Enzyme-free and rapid visual quantitative detection for pesticide residues utilizing portable smartphone integrated paper sensor

Serious toxicity for organisms from pesticide glyphosate (Gly) residues to the ecosystem and human health has become a consensus. Rapid and selective detection of glyphosate, especially using a simple and portable instrument, is highly desired. In this work, we develop a novel enzyme-free rapid and visual ratiometric fluorescence sensor for selectively quantitative detecting glyphosate by integrating the designed blue carbon nanodots (CDs) and gold nanoclusters (Au NCs). The fluorescence of CDs can be quickly quenched via aggregation-caused quenching (ACQ) within 2 s after introducing glyphosate, resulting from the formation of CDs-Gly-CDs complex aggregation.
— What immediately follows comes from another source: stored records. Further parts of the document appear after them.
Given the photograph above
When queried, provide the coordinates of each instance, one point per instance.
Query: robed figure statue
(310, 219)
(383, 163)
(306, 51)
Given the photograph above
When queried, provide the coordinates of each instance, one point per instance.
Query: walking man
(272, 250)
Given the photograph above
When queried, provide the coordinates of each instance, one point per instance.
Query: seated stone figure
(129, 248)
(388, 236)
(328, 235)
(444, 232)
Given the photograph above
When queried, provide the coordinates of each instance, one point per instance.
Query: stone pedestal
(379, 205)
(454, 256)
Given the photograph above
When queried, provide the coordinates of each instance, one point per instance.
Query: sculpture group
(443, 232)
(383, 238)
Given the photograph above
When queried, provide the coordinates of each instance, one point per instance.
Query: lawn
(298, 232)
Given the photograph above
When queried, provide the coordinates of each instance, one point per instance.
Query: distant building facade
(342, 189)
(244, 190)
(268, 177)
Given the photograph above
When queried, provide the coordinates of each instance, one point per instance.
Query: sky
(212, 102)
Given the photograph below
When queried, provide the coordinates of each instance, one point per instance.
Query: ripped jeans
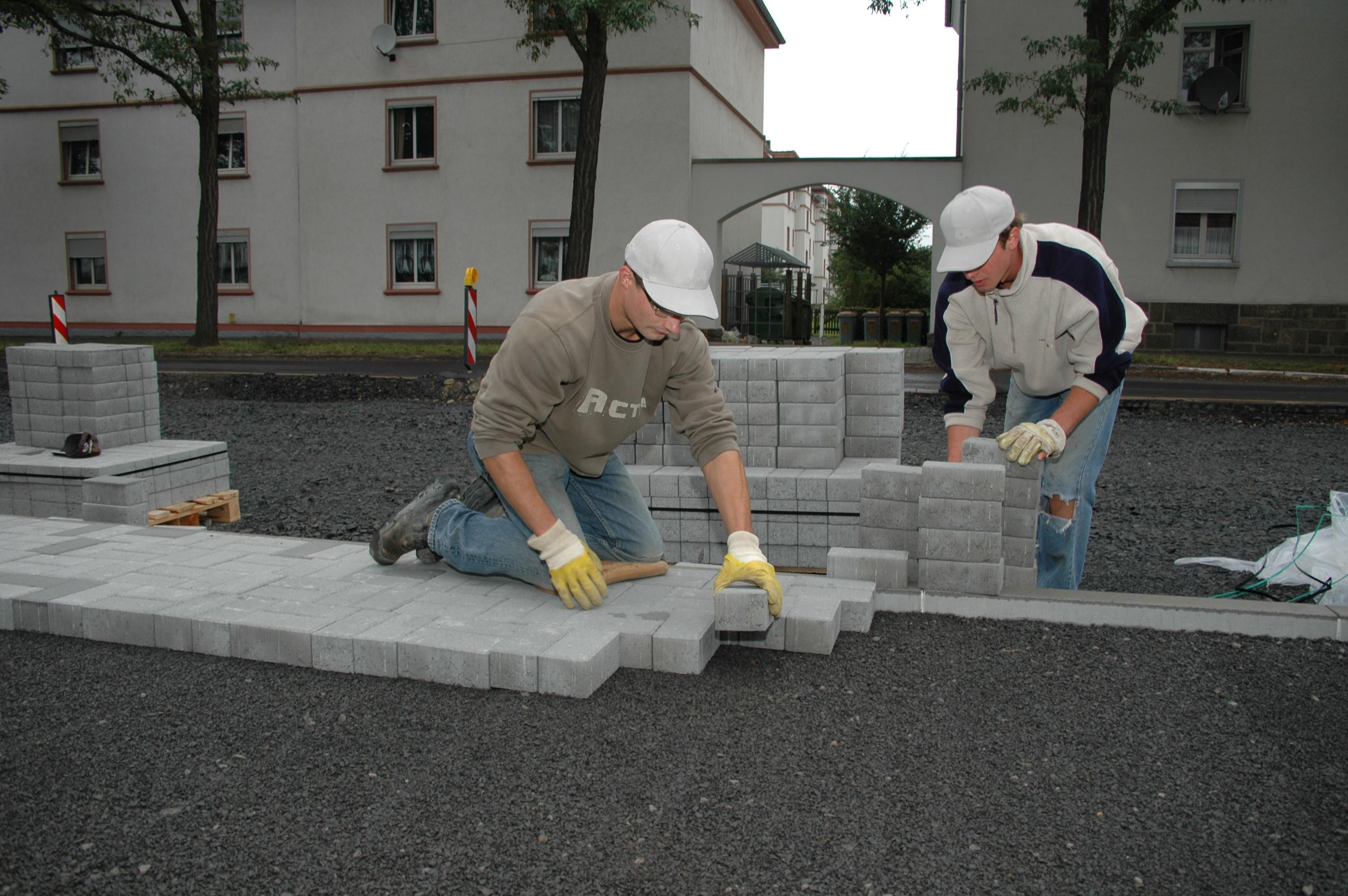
(606, 511)
(1061, 550)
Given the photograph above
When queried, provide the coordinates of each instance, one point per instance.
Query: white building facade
(358, 207)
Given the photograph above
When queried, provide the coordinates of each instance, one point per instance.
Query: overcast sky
(850, 82)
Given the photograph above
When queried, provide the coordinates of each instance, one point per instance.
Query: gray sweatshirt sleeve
(697, 406)
(521, 388)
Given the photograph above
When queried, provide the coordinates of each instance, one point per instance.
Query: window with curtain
(1204, 225)
(411, 255)
(414, 18)
(229, 146)
(556, 125)
(81, 159)
(411, 133)
(548, 246)
(87, 255)
(232, 259)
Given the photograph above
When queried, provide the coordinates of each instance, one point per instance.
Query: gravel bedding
(929, 755)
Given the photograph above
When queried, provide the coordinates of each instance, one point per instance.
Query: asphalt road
(1141, 386)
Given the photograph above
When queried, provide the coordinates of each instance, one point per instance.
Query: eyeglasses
(658, 310)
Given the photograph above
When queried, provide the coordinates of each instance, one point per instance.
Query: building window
(411, 133)
(70, 56)
(87, 256)
(413, 18)
(1200, 337)
(80, 157)
(548, 251)
(411, 256)
(231, 146)
(557, 123)
(1207, 47)
(229, 30)
(232, 271)
(1205, 223)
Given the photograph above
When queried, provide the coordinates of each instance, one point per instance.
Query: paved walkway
(327, 605)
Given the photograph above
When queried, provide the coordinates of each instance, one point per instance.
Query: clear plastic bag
(1312, 558)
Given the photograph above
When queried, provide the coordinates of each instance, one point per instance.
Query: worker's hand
(1029, 441)
(576, 572)
(746, 564)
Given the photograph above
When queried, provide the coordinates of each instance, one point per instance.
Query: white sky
(850, 82)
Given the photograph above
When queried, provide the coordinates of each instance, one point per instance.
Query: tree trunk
(595, 64)
(1095, 135)
(208, 173)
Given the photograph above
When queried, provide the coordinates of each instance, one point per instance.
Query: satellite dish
(1215, 90)
(385, 39)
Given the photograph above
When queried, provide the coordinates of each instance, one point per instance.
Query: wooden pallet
(221, 507)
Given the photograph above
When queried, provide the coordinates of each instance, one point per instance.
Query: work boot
(406, 531)
(479, 496)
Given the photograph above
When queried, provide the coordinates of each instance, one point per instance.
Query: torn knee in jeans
(1063, 508)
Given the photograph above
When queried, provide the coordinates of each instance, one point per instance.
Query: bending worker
(585, 366)
(1045, 301)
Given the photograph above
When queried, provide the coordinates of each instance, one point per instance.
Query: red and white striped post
(60, 333)
(470, 319)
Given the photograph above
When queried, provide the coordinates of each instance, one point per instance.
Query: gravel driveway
(931, 755)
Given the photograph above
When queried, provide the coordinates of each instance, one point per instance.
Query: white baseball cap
(674, 263)
(971, 225)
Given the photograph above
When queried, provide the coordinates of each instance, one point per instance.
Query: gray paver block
(964, 482)
(447, 655)
(981, 451)
(962, 577)
(812, 623)
(579, 663)
(887, 569)
(958, 514)
(687, 641)
(959, 545)
(742, 608)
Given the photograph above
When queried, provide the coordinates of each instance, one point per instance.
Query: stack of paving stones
(809, 418)
(114, 392)
(962, 527)
(325, 605)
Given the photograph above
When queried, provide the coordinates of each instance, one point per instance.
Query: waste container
(894, 327)
(847, 328)
(871, 327)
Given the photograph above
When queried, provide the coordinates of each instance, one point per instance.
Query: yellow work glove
(1026, 441)
(746, 564)
(576, 572)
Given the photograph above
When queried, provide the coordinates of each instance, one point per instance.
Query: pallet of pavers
(329, 607)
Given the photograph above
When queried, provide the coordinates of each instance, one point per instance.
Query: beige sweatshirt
(564, 383)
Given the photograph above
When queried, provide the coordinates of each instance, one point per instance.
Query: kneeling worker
(1045, 301)
(585, 366)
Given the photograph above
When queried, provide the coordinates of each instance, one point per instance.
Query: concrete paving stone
(960, 577)
(687, 641)
(956, 514)
(963, 482)
(1022, 494)
(979, 451)
(447, 655)
(812, 623)
(740, 608)
(1018, 522)
(579, 663)
(891, 482)
(959, 545)
(1018, 551)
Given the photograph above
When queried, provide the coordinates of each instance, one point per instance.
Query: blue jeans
(1061, 553)
(606, 511)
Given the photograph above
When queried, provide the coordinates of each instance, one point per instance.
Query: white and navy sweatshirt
(1063, 321)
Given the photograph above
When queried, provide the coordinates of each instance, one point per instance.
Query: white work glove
(746, 564)
(1026, 441)
(576, 572)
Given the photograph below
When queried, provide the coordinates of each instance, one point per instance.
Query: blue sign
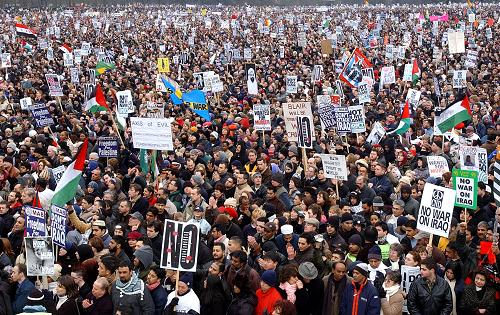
(35, 221)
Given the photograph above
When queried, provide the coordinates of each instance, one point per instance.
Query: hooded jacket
(133, 293)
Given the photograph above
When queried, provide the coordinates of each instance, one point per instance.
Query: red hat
(134, 235)
(231, 212)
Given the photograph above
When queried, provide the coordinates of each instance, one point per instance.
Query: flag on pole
(102, 67)
(66, 48)
(23, 30)
(68, 184)
(453, 115)
(496, 181)
(173, 89)
(404, 123)
(197, 103)
(415, 72)
(97, 102)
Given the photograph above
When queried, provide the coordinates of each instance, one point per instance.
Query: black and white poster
(251, 77)
(305, 132)
(39, 256)
(180, 246)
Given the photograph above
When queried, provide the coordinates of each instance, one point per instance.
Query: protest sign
(151, 133)
(387, 75)
(465, 185)
(26, 103)
(290, 113)
(75, 75)
(6, 60)
(343, 120)
(317, 72)
(436, 210)
(376, 134)
(459, 79)
(326, 112)
(107, 147)
(35, 221)
(262, 116)
(357, 118)
(291, 84)
(58, 225)
(124, 102)
(163, 65)
(334, 166)
(58, 172)
(363, 93)
(475, 159)
(39, 256)
(41, 115)
(407, 72)
(305, 132)
(180, 245)
(54, 84)
(408, 275)
(251, 76)
(68, 59)
(471, 59)
(413, 97)
(456, 42)
(437, 166)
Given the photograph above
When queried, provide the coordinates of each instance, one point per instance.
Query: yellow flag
(163, 65)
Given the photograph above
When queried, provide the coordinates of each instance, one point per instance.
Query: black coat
(421, 301)
(242, 305)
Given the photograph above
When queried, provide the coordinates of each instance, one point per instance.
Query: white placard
(437, 166)
(436, 210)
(151, 133)
(291, 84)
(334, 166)
(290, 113)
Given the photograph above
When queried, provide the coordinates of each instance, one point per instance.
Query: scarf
(390, 291)
(290, 291)
(61, 301)
(153, 286)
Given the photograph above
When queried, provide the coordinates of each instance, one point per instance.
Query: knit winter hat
(375, 253)
(269, 277)
(362, 268)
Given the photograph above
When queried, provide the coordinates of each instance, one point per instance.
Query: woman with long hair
(244, 298)
(66, 296)
(213, 300)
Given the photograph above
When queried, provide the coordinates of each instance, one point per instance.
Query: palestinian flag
(453, 115)
(23, 30)
(415, 72)
(68, 184)
(102, 67)
(404, 123)
(97, 102)
(65, 48)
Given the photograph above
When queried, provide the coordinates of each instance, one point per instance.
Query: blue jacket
(22, 293)
(368, 302)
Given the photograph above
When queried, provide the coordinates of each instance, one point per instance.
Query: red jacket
(266, 300)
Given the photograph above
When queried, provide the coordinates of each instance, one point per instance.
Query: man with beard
(129, 290)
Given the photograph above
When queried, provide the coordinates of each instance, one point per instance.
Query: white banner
(290, 113)
(437, 166)
(436, 210)
(334, 166)
(151, 133)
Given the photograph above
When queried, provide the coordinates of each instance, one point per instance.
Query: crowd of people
(276, 235)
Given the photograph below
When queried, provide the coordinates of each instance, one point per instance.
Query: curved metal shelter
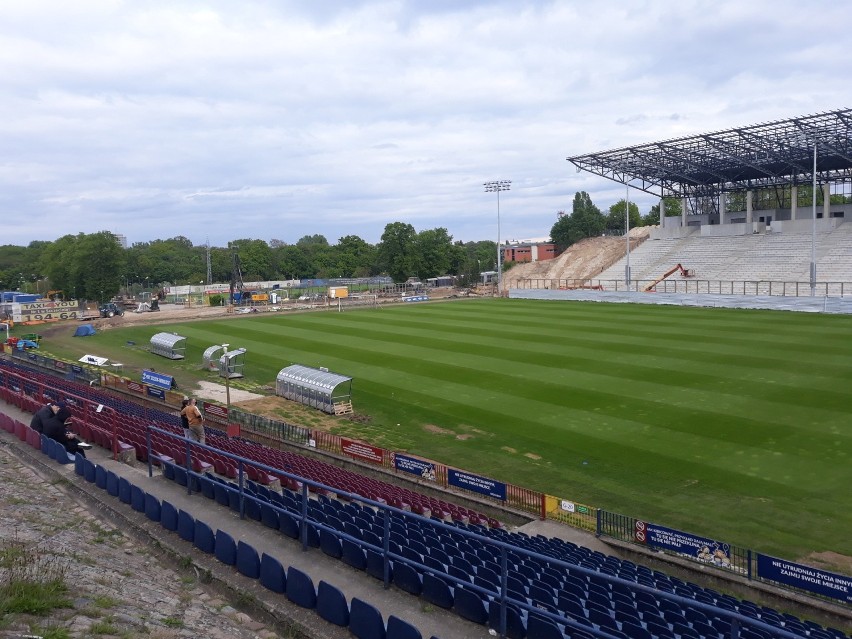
(231, 363)
(315, 387)
(210, 358)
(169, 345)
(772, 154)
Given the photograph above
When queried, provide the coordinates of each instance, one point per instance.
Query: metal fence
(694, 286)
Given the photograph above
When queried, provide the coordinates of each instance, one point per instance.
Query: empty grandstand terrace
(759, 264)
(516, 584)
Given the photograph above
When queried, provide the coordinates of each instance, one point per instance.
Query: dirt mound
(581, 261)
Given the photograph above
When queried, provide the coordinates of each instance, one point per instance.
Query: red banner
(360, 450)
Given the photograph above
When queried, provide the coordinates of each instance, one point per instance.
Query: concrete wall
(671, 232)
(834, 305)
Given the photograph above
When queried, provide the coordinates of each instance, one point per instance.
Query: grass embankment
(733, 424)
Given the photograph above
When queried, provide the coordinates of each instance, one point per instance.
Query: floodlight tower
(495, 187)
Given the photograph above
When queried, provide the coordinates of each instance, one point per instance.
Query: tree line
(94, 266)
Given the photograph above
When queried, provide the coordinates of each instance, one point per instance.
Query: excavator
(652, 287)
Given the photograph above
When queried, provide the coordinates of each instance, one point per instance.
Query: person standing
(184, 420)
(196, 421)
(56, 427)
(42, 415)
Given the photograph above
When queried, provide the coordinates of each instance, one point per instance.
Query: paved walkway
(131, 573)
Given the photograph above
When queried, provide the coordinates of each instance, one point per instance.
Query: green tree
(397, 252)
(586, 220)
(434, 249)
(354, 257)
(255, 259)
(672, 205)
(615, 219)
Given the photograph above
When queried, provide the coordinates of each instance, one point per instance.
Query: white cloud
(279, 119)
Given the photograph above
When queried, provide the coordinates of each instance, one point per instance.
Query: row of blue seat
(599, 608)
(363, 620)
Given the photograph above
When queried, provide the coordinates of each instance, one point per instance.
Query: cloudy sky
(273, 120)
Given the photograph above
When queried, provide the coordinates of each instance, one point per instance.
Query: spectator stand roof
(314, 387)
(758, 156)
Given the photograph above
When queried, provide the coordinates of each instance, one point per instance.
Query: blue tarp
(84, 330)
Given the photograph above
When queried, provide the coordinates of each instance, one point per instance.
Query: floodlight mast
(496, 186)
(813, 229)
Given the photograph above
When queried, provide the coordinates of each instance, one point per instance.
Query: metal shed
(168, 345)
(210, 358)
(315, 387)
(231, 363)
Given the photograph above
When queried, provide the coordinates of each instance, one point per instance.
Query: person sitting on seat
(56, 427)
(42, 415)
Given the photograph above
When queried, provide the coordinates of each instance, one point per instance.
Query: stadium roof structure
(758, 156)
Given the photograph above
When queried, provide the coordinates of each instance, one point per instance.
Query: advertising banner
(215, 413)
(477, 484)
(704, 550)
(152, 378)
(419, 467)
(159, 393)
(44, 311)
(821, 582)
(359, 450)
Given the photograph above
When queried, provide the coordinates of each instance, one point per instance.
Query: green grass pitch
(732, 424)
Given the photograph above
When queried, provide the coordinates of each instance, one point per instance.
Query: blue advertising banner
(159, 393)
(821, 582)
(477, 484)
(704, 550)
(152, 378)
(415, 466)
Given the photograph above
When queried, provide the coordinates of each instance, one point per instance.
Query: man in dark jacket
(42, 415)
(55, 428)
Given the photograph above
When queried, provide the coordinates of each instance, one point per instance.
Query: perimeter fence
(692, 286)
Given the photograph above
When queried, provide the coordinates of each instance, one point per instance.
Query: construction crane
(652, 287)
(236, 278)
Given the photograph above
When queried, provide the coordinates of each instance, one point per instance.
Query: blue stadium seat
(354, 555)
(137, 495)
(407, 578)
(288, 525)
(399, 629)
(123, 490)
(330, 544)
(515, 628)
(300, 589)
(100, 477)
(226, 548)
(186, 526)
(153, 510)
(272, 575)
(365, 621)
(220, 492)
(543, 628)
(437, 592)
(112, 484)
(331, 604)
(204, 539)
(470, 605)
(376, 566)
(269, 516)
(168, 516)
(248, 561)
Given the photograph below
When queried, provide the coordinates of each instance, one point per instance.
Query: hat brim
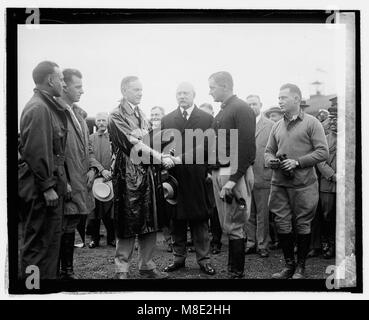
(95, 193)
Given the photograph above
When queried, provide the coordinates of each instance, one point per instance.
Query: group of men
(250, 168)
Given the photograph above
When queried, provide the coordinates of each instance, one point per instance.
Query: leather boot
(237, 263)
(287, 244)
(230, 261)
(303, 243)
(66, 256)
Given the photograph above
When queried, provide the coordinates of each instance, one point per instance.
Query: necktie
(137, 114)
(75, 121)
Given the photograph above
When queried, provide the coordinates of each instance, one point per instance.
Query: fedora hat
(273, 109)
(170, 189)
(102, 190)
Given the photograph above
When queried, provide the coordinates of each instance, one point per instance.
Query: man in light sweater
(296, 144)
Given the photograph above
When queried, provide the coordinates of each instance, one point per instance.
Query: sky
(260, 57)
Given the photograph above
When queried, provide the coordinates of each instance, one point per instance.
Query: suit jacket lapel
(260, 126)
(179, 120)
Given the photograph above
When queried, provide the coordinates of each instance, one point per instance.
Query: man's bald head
(185, 95)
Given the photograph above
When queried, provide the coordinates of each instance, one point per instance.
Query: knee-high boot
(236, 259)
(66, 256)
(303, 241)
(287, 243)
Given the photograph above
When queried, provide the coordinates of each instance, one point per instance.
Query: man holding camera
(296, 144)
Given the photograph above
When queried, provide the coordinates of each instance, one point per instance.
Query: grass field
(98, 263)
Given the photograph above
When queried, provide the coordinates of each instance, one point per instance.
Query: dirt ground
(98, 263)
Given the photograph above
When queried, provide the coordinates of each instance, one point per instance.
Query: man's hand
(68, 196)
(106, 175)
(288, 164)
(227, 189)
(274, 163)
(176, 160)
(51, 198)
(167, 162)
(90, 178)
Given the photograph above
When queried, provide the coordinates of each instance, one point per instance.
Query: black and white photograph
(183, 150)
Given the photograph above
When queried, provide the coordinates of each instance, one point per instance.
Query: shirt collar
(258, 118)
(189, 111)
(300, 116)
(226, 101)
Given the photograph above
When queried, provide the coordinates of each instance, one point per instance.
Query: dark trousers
(328, 207)
(81, 227)
(315, 242)
(103, 211)
(42, 231)
(200, 237)
(216, 229)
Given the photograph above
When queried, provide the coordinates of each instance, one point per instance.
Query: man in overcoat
(328, 181)
(233, 180)
(257, 227)
(193, 205)
(42, 178)
(134, 183)
(81, 169)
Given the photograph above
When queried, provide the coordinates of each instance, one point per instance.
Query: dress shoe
(263, 253)
(121, 275)
(174, 266)
(170, 247)
(251, 250)
(299, 272)
(111, 243)
(208, 269)
(287, 272)
(153, 274)
(313, 253)
(93, 244)
(274, 246)
(329, 254)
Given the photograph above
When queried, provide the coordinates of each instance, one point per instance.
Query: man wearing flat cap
(296, 144)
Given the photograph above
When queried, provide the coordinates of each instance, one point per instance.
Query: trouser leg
(146, 247)
(262, 217)
(201, 240)
(81, 228)
(108, 222)
(251, 225)
(179, 236)
(216, 229)
(41, 238)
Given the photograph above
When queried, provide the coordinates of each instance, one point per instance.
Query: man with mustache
(193, 205)
(81, 169)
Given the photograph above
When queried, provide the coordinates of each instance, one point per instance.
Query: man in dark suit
(233, 179)
(193, 205)
(257, 227)
(42, 176)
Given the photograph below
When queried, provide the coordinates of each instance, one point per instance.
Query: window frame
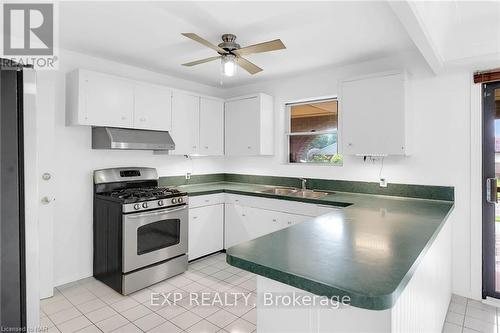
(288, 126)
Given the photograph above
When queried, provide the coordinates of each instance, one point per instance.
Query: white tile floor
(90, 306)
(471, 316)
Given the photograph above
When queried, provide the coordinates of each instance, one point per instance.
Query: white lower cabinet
(206, 230)
(243, 223)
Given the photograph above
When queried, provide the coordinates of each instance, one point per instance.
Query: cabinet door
(185, 123)
(243, 127)
(211, 127)
(236, 225)
(373, 115)
(206, 230)
(262, 222)
(107, 101)
(153, 108)
(287, 220)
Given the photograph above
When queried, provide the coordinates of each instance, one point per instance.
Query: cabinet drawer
(206, 200)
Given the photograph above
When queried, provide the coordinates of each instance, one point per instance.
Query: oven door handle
(158, 212)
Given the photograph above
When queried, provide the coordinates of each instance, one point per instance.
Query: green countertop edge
(431, 192)
(372, 302)
(273, 196)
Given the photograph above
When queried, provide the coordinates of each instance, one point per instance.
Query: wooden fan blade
(201, 61)
(205, 42)
(248, 66)
(271, 45)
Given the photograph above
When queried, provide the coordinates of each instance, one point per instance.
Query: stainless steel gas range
(140, 229)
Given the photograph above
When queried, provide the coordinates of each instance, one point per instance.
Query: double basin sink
(295, 192)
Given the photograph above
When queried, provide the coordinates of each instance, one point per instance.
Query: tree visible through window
(313, 135)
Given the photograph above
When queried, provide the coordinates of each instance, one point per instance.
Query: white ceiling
(316, 34)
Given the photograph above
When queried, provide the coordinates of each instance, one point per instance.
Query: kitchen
(243, 167)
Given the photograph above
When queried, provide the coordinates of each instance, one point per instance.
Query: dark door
(12, 269)
(491, 168)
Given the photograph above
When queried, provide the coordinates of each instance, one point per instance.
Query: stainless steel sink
(280, 190)
(309, 194)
While the Au NCs serve as the reference signal without any change, therefore leading to obvious and instant ratiometric fluorescence variation from blue to pink to orange. The broad linear range was obtained from 0 to 180 nM with a satisfactory detection limit of 4.19 nM. Furthermore, this approach was successfully applied to detect glyphosate in real samples and a portable smartphone platform integrated paper sensor was developed for in-site visual quantitative glyphosate detection, offering a promising strategy for the construction of enzymefree trace hazard detection system.

Automated summary

A novel enzyme-free rapid and visual ratiometric fluorescence sensor was developed for selective quantitative detection of glyphosate. The sensor utilized blue carbon nanodots and gold nanoclusters to achieve colorimetric fluorescence variation for glyphosate detection. The method exhibited a broad linear detection range and a low detection limit, and was successfully applied to real sample detection and a portable smartphone platform.